Holy Synod points to historic nature of meeting between Patriarch Kirill and Pope Francis in Havana and approves their Joint Statement
At its session on April 16, 2016, in the historic building of the Sacred Governing Synod in St. Petersburg, the Holy Synod of the Russian Orthodox Church, chaired by His Holiness Patriarch Kirill of Moscow and All Russia, heard His Holiness’s report on his visit to Latin America (Minutes No. 2) and his meeting with Pope Francis of Rome, which took place at Jose Marti Airport during that visit.
As a result of the meeting, a Joint Statement was signed calling the world community to take urgent measures for preventing the genocide of Christians in the Middle East, to effective peace efforts and social solidarity in Ukraine, stressing the need for cooperation in defending the Christian foundations of the European civilization and values of the traditional family as well as the inalienable right to life and respect for human dignity.

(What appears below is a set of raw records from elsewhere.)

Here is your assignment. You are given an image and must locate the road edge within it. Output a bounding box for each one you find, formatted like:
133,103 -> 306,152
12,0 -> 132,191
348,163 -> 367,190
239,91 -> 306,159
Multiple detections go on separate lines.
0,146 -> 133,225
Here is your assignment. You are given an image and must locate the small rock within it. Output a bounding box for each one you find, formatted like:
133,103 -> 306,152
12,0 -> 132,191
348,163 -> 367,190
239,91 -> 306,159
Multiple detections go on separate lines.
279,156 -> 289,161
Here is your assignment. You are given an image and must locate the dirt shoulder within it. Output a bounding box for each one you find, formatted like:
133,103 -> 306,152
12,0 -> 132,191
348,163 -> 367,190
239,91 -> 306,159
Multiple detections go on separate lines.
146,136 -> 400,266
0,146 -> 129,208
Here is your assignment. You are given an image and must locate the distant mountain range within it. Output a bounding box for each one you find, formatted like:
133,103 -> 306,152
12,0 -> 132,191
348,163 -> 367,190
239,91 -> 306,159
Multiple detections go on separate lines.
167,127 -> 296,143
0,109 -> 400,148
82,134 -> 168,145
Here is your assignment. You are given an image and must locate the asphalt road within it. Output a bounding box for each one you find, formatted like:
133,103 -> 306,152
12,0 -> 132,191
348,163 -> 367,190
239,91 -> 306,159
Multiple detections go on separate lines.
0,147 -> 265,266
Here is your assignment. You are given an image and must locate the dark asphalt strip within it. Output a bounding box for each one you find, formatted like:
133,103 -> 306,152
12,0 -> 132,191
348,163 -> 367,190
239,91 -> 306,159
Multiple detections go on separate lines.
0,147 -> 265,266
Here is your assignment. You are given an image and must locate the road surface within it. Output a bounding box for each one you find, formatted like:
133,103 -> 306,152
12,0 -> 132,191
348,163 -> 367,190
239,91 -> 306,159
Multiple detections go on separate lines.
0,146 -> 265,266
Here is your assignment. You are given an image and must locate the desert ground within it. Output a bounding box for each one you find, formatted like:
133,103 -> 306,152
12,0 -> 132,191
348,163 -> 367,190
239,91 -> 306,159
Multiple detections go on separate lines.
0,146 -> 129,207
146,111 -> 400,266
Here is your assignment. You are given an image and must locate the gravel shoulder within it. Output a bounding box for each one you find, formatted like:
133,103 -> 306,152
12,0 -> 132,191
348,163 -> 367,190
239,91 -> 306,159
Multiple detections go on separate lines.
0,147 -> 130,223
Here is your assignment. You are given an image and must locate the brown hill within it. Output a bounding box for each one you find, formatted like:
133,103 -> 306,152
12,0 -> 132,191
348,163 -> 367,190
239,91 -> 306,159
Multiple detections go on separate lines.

The Holy Synod pointed to the historic nature of the Havana meeting between Patriarch Kirill of Moscow and Pope Francis of Rome and approved the Joint Statement they signed as its result.
The Holy Synod also regarded as important the Joint Statement’s call to the international community ‘to undertake every possible effort to end terrorism through common, joint and coordinated action’.
The Synod was gratified to note that this call was heard in broad social and political circles and expressed hope for further consolidation of the forces struggling against international terrorism.
The members of the Synod deemed timely the concern expressed in the Joint Statement for the situation developing in the countries ‘in which Christians are increasingly confronted by restrictions to religious freedom, to the right to witness to one’s convictions and to live in conformity with them’ and for the ‘current curtailment of the rights of Christians, if not their outright discrimination, when certain political forces, guided by an often very aggressive secularist ideology, seek to relegate them to the margins of public life’.